JuliaCloud / XMLDict.jl

XMLDict implements a simple Associative interface for XML documents.
Other
33 stars 11 forks source link

Free xml doc #1

Closed texasrocks closed 8 years ago

texasrocks commented 8 years ago

For large documents, it may be worth calling free(xml). I've been experimenting with this and notice the memory usage steadily increasing with larger files.

samoconnor commented 8 years ago

Thanks for bringing that to my attention @texasrocks.

I'm somewhat surprised. The LightXML.jl doc says, under the heading "Create an XML Document", that "When you create XML documents and elements directly you need to take care not to leak memory". However, under the heading "Read an XML file" there is no mention of memory management. XMLDict.jl only calls LightXML.parse_string, so it does not "create XML documents and elements directly".

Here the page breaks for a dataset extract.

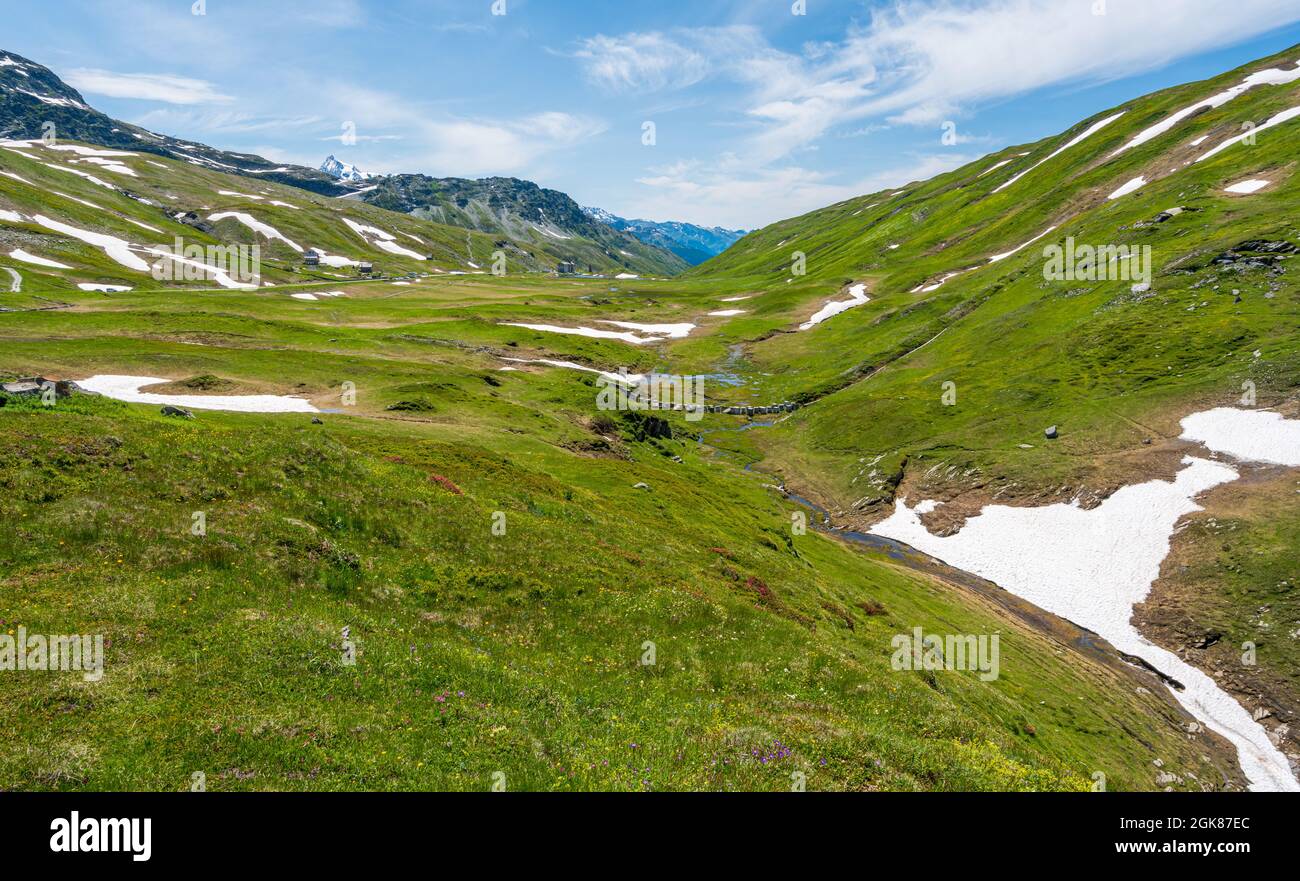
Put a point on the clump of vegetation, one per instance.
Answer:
(412, 406)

I just found this https://github.com/JuliaLang/LightXML.jl/pull/19 PR where @robertfeldt suggests that every new XMLDocument should have finalizer(xmldoc, free).

Would you mind trying the following change with your larger XML files and let me know if it helps? ...

Replace XMLDict.jl line 54 with:

function parse_xml(xml::AbstractString) 
    doc = LightXML.parse_string(xml)
    finalizer(doc, LightXML.free)
    return wrap(doc)
end
samoconnor commented 8 years ago

@texasrocks, I've pushed a change that adds a finaliser to the result of LightXML.parse_string: https://github.com/samoconnor/XMLDict.jl/commit/146af78e7c28e1cbbbd79c1a8794a6c0d4b7fd18

Can you let me know if this helps?

See also https://github.com/JuliaLang/LightXML.jl/issues/45

texasrocks commented 8 years ago

That did the trick! I just parsed a 6 gb file and the memory usage was constant. Thank you - this is great.

Reading the LightXML issue though, I'm surprised as well. I'm just reading XML files, not creating them. However, I used LightXML awhile back for another project and had a similar issue. Calling free(xdoc) solved the problem though. That's why I suggested it here. Regardless, it seems to be resolved.

Thanks again.

Brandon